On Sampling the Pleasures of Visual Culture: Postmodernism and Art - Part 1

  Robin Marriner 


 I want to explore two issues from ideas about the postmodern that seem to me to raise problems about the practices of art education. Presently I feel more confident that there are difficulties here that need to be addressed than I do about knowing how practice should be redrawn to meet them.

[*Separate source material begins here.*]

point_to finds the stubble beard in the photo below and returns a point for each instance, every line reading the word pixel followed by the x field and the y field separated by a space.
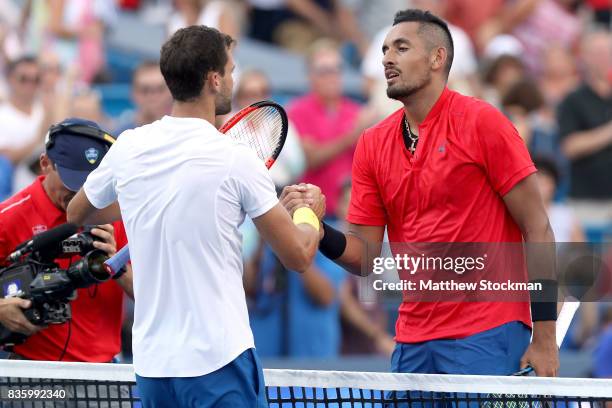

First, I want to briefly discuss post- structuralist accounts of meaning and their implications for our concept of the art work as ‘object of experience,’ ‘object of study,’ or ‘object of knowledge.’ Secondly, I want to discuss something which, though separate, has some connection: namely the fairly ubiquitous claim (though with differing value judgments attached), that one of the significant features of the postmodern, and therefore of our present condition, is the erosion or effacement of difference between what has formerly I been deemed high and low cultures. 

 A. Post-structuralist theories of meaning 

 A1. The relationship between post-structuralism and postmodernism is evidently contentious. Where Jameson’s characterisation of the postmodern seems in part constructed from annotating certain facets of post-structuralist thinking, for example, the notion of the ‘subject,’ and the concept of the ‘real,’1 Huyssen argues that ‘we must begin to entertain the notion that rather than offering a theory of postmodernity and developing an analysis of contemporary culture, French theory provides us primarily with an archaeology of modernity, a theory of modernity at the stage of its exhaustion.’2 Perhaps we can say that if not offering a theory of the postmodern, post-structuralism offers an epistemology which is inconsistent with, or oppositional to the epistemological commitments that underpin modernist culture, and in particular modernist art culture. To that degree it seems, that if not a theory of postmodernism it is profoundly imbricated in what we understand by it. 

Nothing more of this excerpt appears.